أَوَّلُ مَنْ بَدَأَ بِالْخُطْبَةِ يَوْمَ الْعِيدِ قَبْلَ الصَّلَاةِ مَرْوَانُ فَقَامَ إِلَيْهِ رَجُلٌ فَقَالَ الصَّلَاةُ قَبْلَ الْخُطْبَةِ فَقَالَ قَدْ تُرِكَ مَا هُنَالِكَ فَقَالَ أَبُو سَعِيدٍ أَمَّا هَذَا فَقَدْ قَضَى مَا عَلَيْهِ سَمِعْتُ رَسُولَ اللَّهِ صَلَّى اللَّهُ عَلَيْهِ وَسَلَّمَ يَقُولُ مَنْ رَأَى مِنْكُمْ مُنْكَرًا فَلْيُغَيِّرْهُ بِيَدِهِ فَإِنْ لَمْ يَسْتَطِعْ فَبِلِسَانِهِ فَإِنْ لَمْ يَسْتَطِعْ فَبِقَلْبِهِ وَذَلِكَ أَضْعَفُ الْإِيمَانِ

“Orang pertama yang berkhuthbah pada Hari Raya sebelum shalat Hari Raya didirikan ialah Marwan. Lalu seorang lelaki berdiri dan berkata kepadanya, “Shalat Hari Raya itu hendaknya dilakukan sebelum membaca khuthbah!”

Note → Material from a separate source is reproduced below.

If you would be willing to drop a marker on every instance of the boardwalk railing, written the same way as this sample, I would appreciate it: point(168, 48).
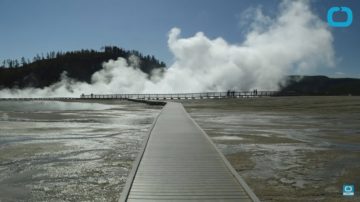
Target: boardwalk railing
point(171, 96)
point(168, 96)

Marwan menjawab, “Sungguh, apa yang ada dalam khuthbah sudah banyak ditinggalkan.” Kemudian Abu Said berkata, “Sungguh, orang ini [laki-laki yang menegur Marwan] telah memutuskan [melakukan] sebagaimana yang pernah aku dengar dari Rasulullah shallallahu alaihi wa sallam, bersabda: “Barang siapa di antara kamu melihat kemungkaran hendaklah ia mencegah kemungkaran itu dengan tangannya. jika tidak mampu, hendaklah mencegahnya dengan lisan, jika tidak mampu juga, hendaklah ia mencegahnya dengan hatinya. Itulah selemah-lemah iman.” (H.R. Muslim).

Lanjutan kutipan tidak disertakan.